Maybe you’re writing about a woman who grew up poor. Maybe about a woman who was left at the altar by her fiancĂ©. Maybe you’re writing about a man who found his wife in bed with his best friend. Or about a woman whose best friend was killed in an accident. Maybe your hero went through a particularly bitter divorce. There are infinite possibilities, but readers won’t really care about the past unless there’s some real connection to the present.

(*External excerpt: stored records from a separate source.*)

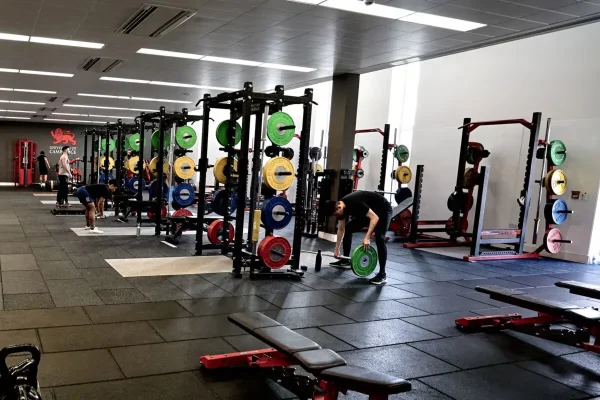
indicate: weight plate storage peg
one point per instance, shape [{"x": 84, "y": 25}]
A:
[
  {"x": 556, "y": 182},
  {"x": 215, "y": 232},
  {"x": 281, "y": 128},
  {"x": 363, "y": 262},
  {"x": 276, "y": 213},
  {"x": 185, "y": 137},
  {"x": 223, "y": 134},
  {"x": 278, "y": 173},
  {"x": 403, "y": 174},
  {"x": 184, "y": 194},
  {"x": 220, "y": 170},
  {"x": 556, "y": 212},
  {"x": 184, "y": 168},
  {"x": 274, "y": 251},
  {"x": 219, "y": 202}
]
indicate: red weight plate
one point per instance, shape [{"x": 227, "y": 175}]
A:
[{"x": 275, "y": 251}]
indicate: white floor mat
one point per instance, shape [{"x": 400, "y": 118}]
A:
[{"x": 132, "y": 267}]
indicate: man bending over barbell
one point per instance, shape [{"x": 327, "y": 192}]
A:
[{"x": 368, "y": 210}]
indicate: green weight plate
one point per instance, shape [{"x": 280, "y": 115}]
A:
[
  {"x": 557, "y": 153},
  {"x": 279, "y": 136},
  {"x": 154, "y": 139},
  {"x": 363, "y": 262},
  {"x": 185, "y": 137},
  {"x": 222, "y": 133},
  {"x": 134, "y": 142}
]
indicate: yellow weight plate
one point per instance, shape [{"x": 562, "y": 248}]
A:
[
  {"x": 556, "y": 182},
  {"x": 403, "y": 174},
  {"x": 274, "y": 167},
  {"x": 184, "y": 167},
  {"x": 219, "y": 169}
]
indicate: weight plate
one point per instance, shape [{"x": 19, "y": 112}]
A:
[
  {"x": 363, "y": 262},
  {"x": 134, "y": 142},
  {"x": 401, "y": 153},
  {"x": 184, "y": 168},
  {"x": 219, "y": 202},
  {"x": 185, "y": 137},
  {"x": 557, "y": 154},
  {"x": 276, "y": 134},
  {"x": 220, "y": 170},
  {"x": 276, "y": 213},
  {"x": 184, "y": 194},
  {"x": 403, "y": 174},
  {"x": 275, "y": 166},
  {"x": 274, "y": 251},
  {"x": 550, "y": 241},
  {"x": 222, "y": 135}
]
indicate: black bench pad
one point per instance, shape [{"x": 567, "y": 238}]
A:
[
  {"x": 318, "y": 360},
  {"x": 364, "y": 380}
]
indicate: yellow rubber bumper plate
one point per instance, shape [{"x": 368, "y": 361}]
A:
[
  {"x": 184, "y": 167},
  {"x": 278, "y": 173},
  {"x": 220, "y": 170}
]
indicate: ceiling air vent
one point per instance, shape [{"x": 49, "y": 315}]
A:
[{"x": 155, "y": 21}]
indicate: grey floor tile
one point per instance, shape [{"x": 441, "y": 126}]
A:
[
  {"x": 28, "y": 301},
  {"x": 97, "y": 336},
  {"x": 136, "y": 312},
  {"x": 166, "y": 358},
  {"x": 18, "y": 262},
  {"x": 500, "y": 383},
  {"x": 195, "y": 328},
  {"x": 379, "y": 333},
  {"x": 374, "y": 311},
  {"x": 72, "y": 292},
  {"x": 19, "y": 282}
]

Readers really begin to care about the character’s past when they perceive a threat of the past being repeated. Growing up poor doesn’t matter much unless your protagonist suddenly finds herself in desperate need of money or she starts to fall in love with a wealthy man. . . or a poor one. Her financial background isn’t really an issue unless the current conflict makes it one.

Likewise, with internal conflict, timing is everything. Your heroine who has sworn off men completely isn’t likely to spot that hot hero and suddenly start worrying about the fact that he lives in L.A. and she lives in Paris. The idea that they live on opposite sides of the world doesn’t even become an issue until later, after she’s resolved some of her internal conflicts so they can develop some kind of relationship.

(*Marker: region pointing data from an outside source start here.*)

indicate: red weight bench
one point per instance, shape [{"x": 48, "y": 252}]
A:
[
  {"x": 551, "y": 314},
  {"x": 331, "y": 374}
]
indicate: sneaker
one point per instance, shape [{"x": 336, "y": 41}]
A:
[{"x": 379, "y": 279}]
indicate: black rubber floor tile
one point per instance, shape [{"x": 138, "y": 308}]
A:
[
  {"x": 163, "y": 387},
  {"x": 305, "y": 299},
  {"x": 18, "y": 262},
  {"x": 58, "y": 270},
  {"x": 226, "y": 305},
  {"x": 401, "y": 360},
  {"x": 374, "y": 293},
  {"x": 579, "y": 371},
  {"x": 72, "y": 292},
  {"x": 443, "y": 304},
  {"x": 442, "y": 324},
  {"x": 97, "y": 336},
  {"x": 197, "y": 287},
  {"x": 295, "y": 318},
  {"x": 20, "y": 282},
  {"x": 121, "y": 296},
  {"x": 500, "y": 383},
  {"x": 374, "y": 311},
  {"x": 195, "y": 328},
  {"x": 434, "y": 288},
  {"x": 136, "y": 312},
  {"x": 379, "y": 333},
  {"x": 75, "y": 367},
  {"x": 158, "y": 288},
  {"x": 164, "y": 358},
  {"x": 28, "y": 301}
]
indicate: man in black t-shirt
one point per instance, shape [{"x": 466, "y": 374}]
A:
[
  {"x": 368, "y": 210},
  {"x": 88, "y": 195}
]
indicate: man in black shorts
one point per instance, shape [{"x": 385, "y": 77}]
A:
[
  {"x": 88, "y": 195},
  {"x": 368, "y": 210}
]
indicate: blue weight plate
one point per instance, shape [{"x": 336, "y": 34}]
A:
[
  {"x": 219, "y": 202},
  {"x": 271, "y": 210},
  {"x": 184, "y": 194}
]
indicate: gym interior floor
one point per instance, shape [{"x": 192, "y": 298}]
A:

As I start planning layers of conflict, I ask myself a couple of questions repeatedly: “What if this conflict were resolved? What would keep my hero and heroine from getting together (or my protagonist from achieving his goal) then?” If my protagonist is searching for the kidnapped scientist and the missing formula for a biological weapon, what will keep my protagonist from saving the day if he finds the professor on page 150? Either I need a new conflict to arise at that point, or I need a twist on the original conflict. And if that conflict is resolved on page 200? Again, I need either a new conflict or another twist.

The more layers of conflict you can find to torment your characters, the less chance you have of running into saggy middle problems or endlessly repeating yourself. Each book will be different, of course. In one book it may work best to introduce the conflicts during the first part of the book and resolve them at the end. In another book, some conflicts may only arise after another is resolved.

Figuring out how and when to introduce, heighten, and then resolve your conflicts is a function of your internal editor—that much maligned, but endlessly useful part of ourselves that we too often try to keep chained up and out of the way.

Your internal editor understands the necessity of logic in a way that your creative self doesn’t, and faulty logic can be the death of an otherwise remarkable piece of fiction. Your characters might be brilliantly drawn, your setting painted beautifully, your voice crisp and unique, and your plot well thought out, but you can kill all of that with illogical actions/reactions, by introducing goals and forgetting to let your characters actually pursue them, or by creating “conflict” that sounds good but never actually creates a problem for the character.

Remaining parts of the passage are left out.